Comme une odeur d’huîtres pourries

Publié le 25 septembre 2014 par Isabelle Léger

Crédit photo : Suzanne O'Neill et Rolline Laporte

La Manufacture lance sa saison automnale avec panache, rires francs et grincements de dents à la Licorne. Fidèles à leur mission de discuter de situations sociales actuelles aux rapports de force conflictuels, la compagnie théâtrale et son lieu de diffusion frappent dans le mille avec cette nouvelle création mise en scène par l’auteur lui-même, Fabien Cloutier.

Deux amis, Steven et Carl (Hubert Proulx et Guillaume Cyr), adolescents attardés devenus pères inaptes, que la vie enchaîne l’un à l’autre malgré leur conception du monde très divergente. Deux jobeux sans éducation et sans avenir, qui ne savent plus quoi faire pour se sortir la tête de l’eau. De tels pauvres types trouveront toujours sur leur route un salaud qui acceptera de les exploiter pour leur rendre service. Dans leur cas, ce bienfaiteur s’appelle Vaillancourt (Denis Bernard). Lorsqu’ils décident d’abandonner le ramassage de ferraille pour se lancer dans une gamique de livraison d’huîtres, ils mettent le doigt dans un engrenage vorace et impitoyable.

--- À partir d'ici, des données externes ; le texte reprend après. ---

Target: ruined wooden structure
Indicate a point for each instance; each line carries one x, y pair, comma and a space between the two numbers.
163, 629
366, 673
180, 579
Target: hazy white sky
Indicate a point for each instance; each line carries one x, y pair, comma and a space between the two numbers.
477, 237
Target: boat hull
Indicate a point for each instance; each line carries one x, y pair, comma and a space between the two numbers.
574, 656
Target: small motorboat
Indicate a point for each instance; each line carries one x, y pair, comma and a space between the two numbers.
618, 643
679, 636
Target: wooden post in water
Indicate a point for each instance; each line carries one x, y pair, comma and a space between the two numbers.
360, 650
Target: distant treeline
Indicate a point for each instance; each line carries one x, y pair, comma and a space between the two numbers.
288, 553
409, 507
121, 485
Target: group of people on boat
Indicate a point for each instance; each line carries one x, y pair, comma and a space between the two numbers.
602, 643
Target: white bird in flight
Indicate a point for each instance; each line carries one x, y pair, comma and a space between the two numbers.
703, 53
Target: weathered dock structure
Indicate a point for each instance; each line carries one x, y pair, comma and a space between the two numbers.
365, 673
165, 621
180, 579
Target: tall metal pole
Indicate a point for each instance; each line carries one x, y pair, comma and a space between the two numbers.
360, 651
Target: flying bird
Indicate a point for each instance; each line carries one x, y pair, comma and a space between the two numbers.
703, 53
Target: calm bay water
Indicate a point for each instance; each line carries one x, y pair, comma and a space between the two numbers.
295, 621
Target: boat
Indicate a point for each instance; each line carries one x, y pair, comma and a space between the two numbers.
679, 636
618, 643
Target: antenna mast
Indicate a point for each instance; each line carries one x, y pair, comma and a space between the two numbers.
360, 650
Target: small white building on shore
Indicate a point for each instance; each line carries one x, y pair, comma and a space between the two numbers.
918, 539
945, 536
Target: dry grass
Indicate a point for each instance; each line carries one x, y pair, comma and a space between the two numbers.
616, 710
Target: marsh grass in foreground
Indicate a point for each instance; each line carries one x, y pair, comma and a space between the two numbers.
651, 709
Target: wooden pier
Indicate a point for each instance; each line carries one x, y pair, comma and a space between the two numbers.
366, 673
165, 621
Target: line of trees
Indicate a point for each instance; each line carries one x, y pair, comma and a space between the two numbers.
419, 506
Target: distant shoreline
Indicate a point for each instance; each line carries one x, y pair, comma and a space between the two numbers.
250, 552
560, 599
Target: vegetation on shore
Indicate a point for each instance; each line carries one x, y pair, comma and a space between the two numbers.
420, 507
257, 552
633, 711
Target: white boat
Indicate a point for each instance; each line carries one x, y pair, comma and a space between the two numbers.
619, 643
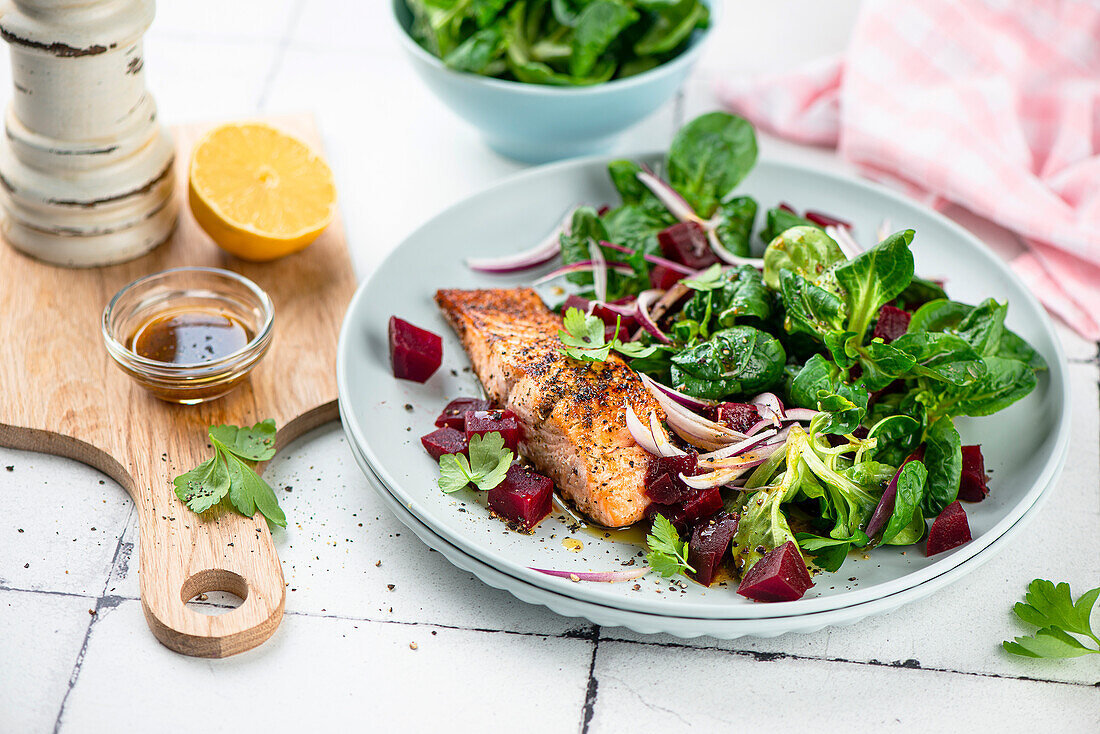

Critique theatre Licorne Pour reussir un poulet_1

Les personnages se révèlent peu à peu dans ce texte qui ne les excuse ni ne les défend. Ils vivent, ils font ce qu’ils peuvent (ou croient pouvoir). Carl, le débonnaire fan de Queen prêt à toutes les compromissions, offre à Guillaume Cyr de belles occasions de subtilité et de nuances, tandis que le rôle de Steven, nerveux, lucide et pitoyable, semble avoir été écrit sur mesure pour Hubert Proulx. Denis Bernard, qu’on aime tant aimer, nous accule tout autant que ses vis-à-vis. De la manipulation à l’escroquerie en passant par l’intimidation et l’abus, aucune bassesse ne répugne à son Vaillancourt, qu’elle soit simplement abjecte ou carrément criminelle, mais généralement les deux à la fois.

Introduite par une musique de conquête victorieuse (Misteur Valaire), la scène d’ouverture ancre solidement acteurs et spectateurs dans le vif du sujet. Non pas uniquement par la langue, qui deviendra plus incisive et corrosive dans les scènes subséquentes, mais surtout par le discours de Vaillancourt sur le fait que «on est ce qu’on mange». Ce plaidoyer pour la saine alimentation («cette cochonnerie-là, ça rentre pas dans moi») s’avèrera d’une contradiction inouïe, d’une malhonnêteté insultante en regard de la marde qu’il provoque et jette sur tout le monde.

fabiencloutier©rollineLaporte

La structure éclatée des dialogues, elliptiques et enchevêtrés, est équilibrée par une mise en scène sans artifices. Leur réalisme cru est amené dans la poétique théâtrale par un jeu souvent frontal. Malgré tout, c’est une mise en scène qui laisse toute la place aux rapports humains en n’imposant pas ou peu de référent spatio-temporel. Dans un espace indéterminé sans être flou, le spectateur construit lui-même l’environnement habité de quelques chaises et délimité par un panneau de fond d’un jaune éclatant, comme si le soleil ne se couchait jamais sur la misère (décor de Maude Audet). Cloutier fait même parfois jouer à l’assistance le rôle de l’écran auquel Judith, la mère de Steven, s’adresse (Marie Michaud, dont le sens du punch et du timing ne se dément pas).

A-t-on quelque chose à reprocher à cette pièce? Le fait qu’elle se boucle en une petite heure et cinq minutes, pendant laquelle on a ri jaune presque tout le temps? Bien franchement, c’est le temps que ça prend pour réussir un beau gros poulet de grain bio bien nutritif, pas une minute de moins, et pas une de plus.